In North Carolina, social workers in the pilot counties anticipate that working with families from a strengths-based, family-centered perspective without labeling them will be a great asset.

“What I’ve seen is that staff are excited about multiple response—they are excited about trying something new,” said Mary Jarrett, CPS supervisor in Alamance County. “Of course, change always elicits anxiety—this is a paradigm shift for us. But we have heard from workers in other states that families are much more willing to engage with you. Those same workers report that their [own] families and friends have noticed a change in them—they attribute the change to work being a much more positive environment.”

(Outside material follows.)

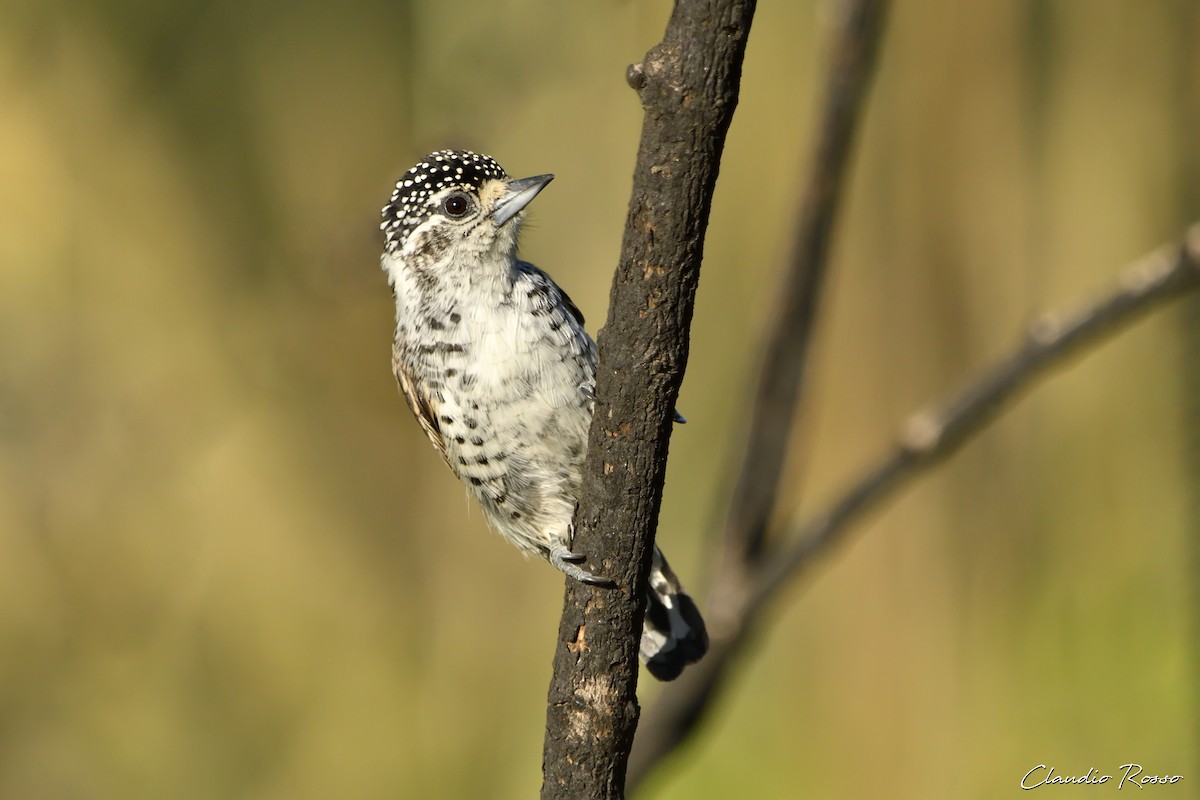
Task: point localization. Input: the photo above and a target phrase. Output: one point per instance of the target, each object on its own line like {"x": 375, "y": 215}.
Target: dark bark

With the multiple response system, North Carolina hopes to fare better in the next round of the U.S. Department of Health and Human Services’ Child and Family Services Review (CFSR). With a portion of the CFSR focused on family-centered practice and child safety, N.C.’s multiple response system should help counties improve practice outcomes for the 2003 review. “Our best partner in ensuring safety is parents and caregivers,” said JoAnn Lamm, policy and initiatives team leader at Children’s Services in the N.C. Division of Social Services.

Each of the pilot counties will have the flexibility to implement multiple response in a way that makes sense for its community, Lamm said. Eventually, policymakers hope to take multiple response statewide.